AMNON SHASHUA: So that's interesting. Where is it going? So there are two lines of progress. One, is when this existing niche is to make the camera understand the visual field at higher levels of detail. So one of the things that we are now working on is, we call this chatting mode. So it's like-- it's the image and notation type of experiment, or the ImageNet together with natural language processing. Say you are visually impaired or blind and you're disoriented. You don't know where you are. So you would like the device to tell you every second what it sees. I see here Tommy. I see here chairs. I see here another person. I see here a wall, an opening, a painting, blah, blah, blah, blah, blah, until you get back your sense of orientation.

So you want the device to be able to have say, several thousands of categories, like in ImageNet, together with image annotation capability. The kind of stuff that people are now writing articles about. And being able to do this at the frame rate of say, once per second. So wherever I'm looking at tell me what-- what you see. This is one-- another thing is to have natural language processing, NLP ability. For example, if you are looking at an electricity bill. The system would know that you're looking at an electricity bill and give you just the short-- what is the amount due, for example. The system will tell you are looking at an electricity bill. The amount due is such and such.

So having more and more intelligence into the system. So this is one area. Another area is to go for a wearable device for people with normal sight. So here we're talking about, you know, real wearable computing. So this Apple Watch is wearable computing. But doesn't do much computing. Right? It displays, you know my text messages, emails, you know, measures certain biometrics. But that's not, you know, the holy grail of wearable computing. The holy grail of wearable computing is assume that you had Siri with eyes and ears. So you had a camera on you that is observing the scene all the time and providing you real time information whenever you need the information, like the people that you meet. What were the recent tweets of those people that you met? What is common between you and them based on Facebook and LinkedIn and so forth?

So knowing more about the people you meet. Knowing more about the stuff that you are doing. And creating an archive of all what you are doing throughout the day. And this is a device like this. This is how it looks like. We call it Cassie. So this is a real device. It works continuously for about 13 hours. So you have a camera working continuously for 13 hours. And the purpose of this camera-- so the way-- you put it like this. OK? So the purpose of the camera is not to take pictures. It doesn't store any picture. The purpose of the camera is to be a sensor, is to interpret the visual world and provide information in real time.
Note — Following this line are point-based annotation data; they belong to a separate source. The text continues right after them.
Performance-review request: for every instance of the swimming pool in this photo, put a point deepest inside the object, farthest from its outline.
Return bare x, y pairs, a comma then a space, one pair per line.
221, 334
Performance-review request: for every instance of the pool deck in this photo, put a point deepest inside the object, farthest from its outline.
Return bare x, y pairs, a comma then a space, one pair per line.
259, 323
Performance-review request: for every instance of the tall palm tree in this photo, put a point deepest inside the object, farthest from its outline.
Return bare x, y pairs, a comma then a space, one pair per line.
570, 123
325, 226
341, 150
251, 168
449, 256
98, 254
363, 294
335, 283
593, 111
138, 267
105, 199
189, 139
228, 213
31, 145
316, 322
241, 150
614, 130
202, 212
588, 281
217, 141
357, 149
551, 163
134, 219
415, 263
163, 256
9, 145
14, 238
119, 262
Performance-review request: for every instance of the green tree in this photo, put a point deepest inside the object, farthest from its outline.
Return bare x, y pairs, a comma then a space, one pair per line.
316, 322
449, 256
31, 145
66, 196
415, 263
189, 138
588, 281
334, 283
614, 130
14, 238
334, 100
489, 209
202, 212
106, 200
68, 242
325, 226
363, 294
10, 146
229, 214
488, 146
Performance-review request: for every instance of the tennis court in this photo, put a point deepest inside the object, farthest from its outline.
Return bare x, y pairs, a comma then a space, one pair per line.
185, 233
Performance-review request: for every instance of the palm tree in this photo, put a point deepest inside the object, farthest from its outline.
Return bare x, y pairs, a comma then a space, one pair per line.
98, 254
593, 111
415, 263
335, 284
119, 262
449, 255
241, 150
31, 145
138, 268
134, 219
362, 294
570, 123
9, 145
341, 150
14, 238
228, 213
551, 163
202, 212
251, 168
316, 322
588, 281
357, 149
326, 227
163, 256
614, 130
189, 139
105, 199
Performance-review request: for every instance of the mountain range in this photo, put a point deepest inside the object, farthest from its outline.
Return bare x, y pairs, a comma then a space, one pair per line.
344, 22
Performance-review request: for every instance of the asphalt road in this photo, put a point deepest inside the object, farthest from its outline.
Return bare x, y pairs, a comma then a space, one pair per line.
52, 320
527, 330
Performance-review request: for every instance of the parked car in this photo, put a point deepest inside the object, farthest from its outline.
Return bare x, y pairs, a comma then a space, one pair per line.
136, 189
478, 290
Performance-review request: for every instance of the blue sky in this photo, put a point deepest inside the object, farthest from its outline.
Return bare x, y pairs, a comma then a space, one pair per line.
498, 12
And if everything goes well, we'll start launching this within six months from now.

So this is the next big thing, to go into wearable computing, to go into a domain in which a camera is on you and processing information all the time. Unlike now, a camera on your smartphone in which you take a picture on demand. It's not working for you all the time. Here it's working for me all the time. All the time it's viewing the visual field. Whenever it finds something interesting it will send it to my smartphone, like people that I meet and other activities that I do. So this will be the beginning of real wearable computing. So wearable computing with sensing, with the ability to hear and listen, to hear and see, and process information in real time. This is the next thing that-- the next big challenge that we are working on.